The search was launched after the June death of Commissioner Mitchell Chester, who led the Department of Elementary and Secondary Education for nearly a decade.

Paul Sagan, chair of the state education board, said at a Tuesday meeting that about 18 people had submitted applications for the job. He said he was not sure of the exact number because some "literally sent their documents yesterday."

Rosa Morris, a search consultant with the firm Korn Ferry, "made several hundred calls to candidates over the past several months," and will now notify candidates if they've advanced to the next stage of the process, Sagan said.

"She was very pleased with the quality of candidates," Sagan said. "I would say I was extremely pleased."

Sagan said confidential interviews, to be held the second week in January, will be arranged for candidates whom the board is interested in meeting. A preliminary screening committee, which includes Sagan and four other board members as well as educators and community members, will then pick "probably three" finalists for public interviews, he said.

Public interviews are slated for Monday, Jan. 22, at a special meeting Sagan said would likely be held in Boston. He said the hope is that the board will meet again that Friday, Jan. 26, to select a candidate.

Education officials had said in August that they hoped to land on a candidate by the end of 2017.

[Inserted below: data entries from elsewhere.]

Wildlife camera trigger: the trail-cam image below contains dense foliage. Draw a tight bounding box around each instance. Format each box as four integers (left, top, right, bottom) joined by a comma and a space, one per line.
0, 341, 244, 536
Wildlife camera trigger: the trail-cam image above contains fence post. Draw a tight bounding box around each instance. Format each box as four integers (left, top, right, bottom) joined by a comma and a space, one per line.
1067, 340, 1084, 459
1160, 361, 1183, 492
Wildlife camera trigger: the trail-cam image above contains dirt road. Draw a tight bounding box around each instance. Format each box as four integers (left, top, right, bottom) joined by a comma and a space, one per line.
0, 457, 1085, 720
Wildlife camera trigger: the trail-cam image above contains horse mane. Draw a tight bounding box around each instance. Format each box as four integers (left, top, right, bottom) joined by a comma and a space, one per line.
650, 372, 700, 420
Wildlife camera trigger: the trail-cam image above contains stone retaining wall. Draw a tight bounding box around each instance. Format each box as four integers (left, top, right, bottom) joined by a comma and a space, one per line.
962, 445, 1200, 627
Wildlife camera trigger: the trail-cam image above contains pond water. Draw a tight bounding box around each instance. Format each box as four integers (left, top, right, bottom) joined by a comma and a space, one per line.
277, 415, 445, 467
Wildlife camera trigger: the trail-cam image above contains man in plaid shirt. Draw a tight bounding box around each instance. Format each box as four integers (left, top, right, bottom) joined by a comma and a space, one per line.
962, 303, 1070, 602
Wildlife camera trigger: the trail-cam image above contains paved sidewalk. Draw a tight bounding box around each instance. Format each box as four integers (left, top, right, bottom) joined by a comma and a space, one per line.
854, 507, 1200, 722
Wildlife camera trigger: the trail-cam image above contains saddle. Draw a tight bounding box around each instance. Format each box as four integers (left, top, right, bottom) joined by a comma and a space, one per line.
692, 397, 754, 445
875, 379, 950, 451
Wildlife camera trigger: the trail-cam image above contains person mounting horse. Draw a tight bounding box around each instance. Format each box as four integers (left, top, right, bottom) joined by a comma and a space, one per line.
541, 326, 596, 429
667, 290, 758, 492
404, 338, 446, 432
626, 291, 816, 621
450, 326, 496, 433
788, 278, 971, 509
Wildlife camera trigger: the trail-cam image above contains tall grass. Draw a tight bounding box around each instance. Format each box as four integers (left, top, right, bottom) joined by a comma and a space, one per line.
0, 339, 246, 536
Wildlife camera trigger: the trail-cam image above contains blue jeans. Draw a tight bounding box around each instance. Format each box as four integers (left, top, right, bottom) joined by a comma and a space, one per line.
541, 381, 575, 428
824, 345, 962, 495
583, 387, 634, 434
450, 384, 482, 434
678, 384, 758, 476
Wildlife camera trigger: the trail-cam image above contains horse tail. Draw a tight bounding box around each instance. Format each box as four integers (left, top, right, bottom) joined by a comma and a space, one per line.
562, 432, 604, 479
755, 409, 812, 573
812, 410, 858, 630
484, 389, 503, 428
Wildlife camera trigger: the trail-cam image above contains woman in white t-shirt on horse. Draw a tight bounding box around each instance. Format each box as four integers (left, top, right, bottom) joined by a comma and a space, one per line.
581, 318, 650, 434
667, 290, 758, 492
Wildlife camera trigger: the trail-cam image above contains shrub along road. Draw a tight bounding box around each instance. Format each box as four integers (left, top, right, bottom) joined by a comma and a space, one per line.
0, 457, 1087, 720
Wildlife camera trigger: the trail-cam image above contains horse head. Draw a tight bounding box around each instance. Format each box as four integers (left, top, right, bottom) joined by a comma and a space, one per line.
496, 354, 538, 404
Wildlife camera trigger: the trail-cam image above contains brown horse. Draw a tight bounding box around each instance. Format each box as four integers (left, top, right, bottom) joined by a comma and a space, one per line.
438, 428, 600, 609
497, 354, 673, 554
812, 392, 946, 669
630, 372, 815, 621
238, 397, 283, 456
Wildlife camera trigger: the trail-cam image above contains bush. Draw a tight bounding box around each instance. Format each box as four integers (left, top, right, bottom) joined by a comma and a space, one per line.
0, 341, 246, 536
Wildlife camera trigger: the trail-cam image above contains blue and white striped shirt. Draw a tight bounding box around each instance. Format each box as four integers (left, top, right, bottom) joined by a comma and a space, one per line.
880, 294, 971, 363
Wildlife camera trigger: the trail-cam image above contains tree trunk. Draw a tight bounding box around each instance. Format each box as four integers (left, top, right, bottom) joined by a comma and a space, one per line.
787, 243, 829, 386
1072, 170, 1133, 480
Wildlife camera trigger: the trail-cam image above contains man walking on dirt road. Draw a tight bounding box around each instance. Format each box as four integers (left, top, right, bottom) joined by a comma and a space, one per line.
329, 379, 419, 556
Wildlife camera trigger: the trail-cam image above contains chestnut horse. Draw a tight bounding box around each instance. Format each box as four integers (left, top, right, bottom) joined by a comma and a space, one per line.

About two-thirds of the applicants are from out of state and the remainder are from Massachusetts, though some have experience here and elsewhere, Sagan said.

Sagan said he was impressed with the diversity of the candidate pool.

"If you remove a few people who [...] will not be asked to come forward, then 40 percent of the group were women and basically half were minorities, or representing underserved communities — and I think [they're] extremely qualified candidates," Sagan said.

"If we get to the end and we're just not convinced that we have the right group, we'll do it again. But at this point, I was very encouraged."

The new commissioner will step into a role that's been filled by only four white men since 1986, not counting interim commissioners.

Chester came to Massachusetts from the Ohio Department of Education, after the 2008 retirement of David Driscoll, who had held the post for nearly a decade.

Robert Antonucci, a former Falmouth schools superintendent, was commissioner from 1992 until 1998, when he left for a private-sector education job in Pennsylvania. He succeeded Harold Raynolds, who took the post in 1986 and resigned about five years later in frustration over education budget cuts.

During the 1998 search that ultimately landed on Driscoll, the name of James Peyser — then a board member and now Gov. Charlie Baker's education secretary — was floated as among the potential candidates.

In his current role, Peyser will weigh in twice in the commissioner selection process — once as a voting member of the education board, and then when he decides whether to appoint the person the board recommends.

Though the job posting asked candidates to "Please apply no later than December 15, 2017," Sagan stressed that date was not a hard deadline.

"If somebody amazing shows up, we will figure out how to consider them as well," he said.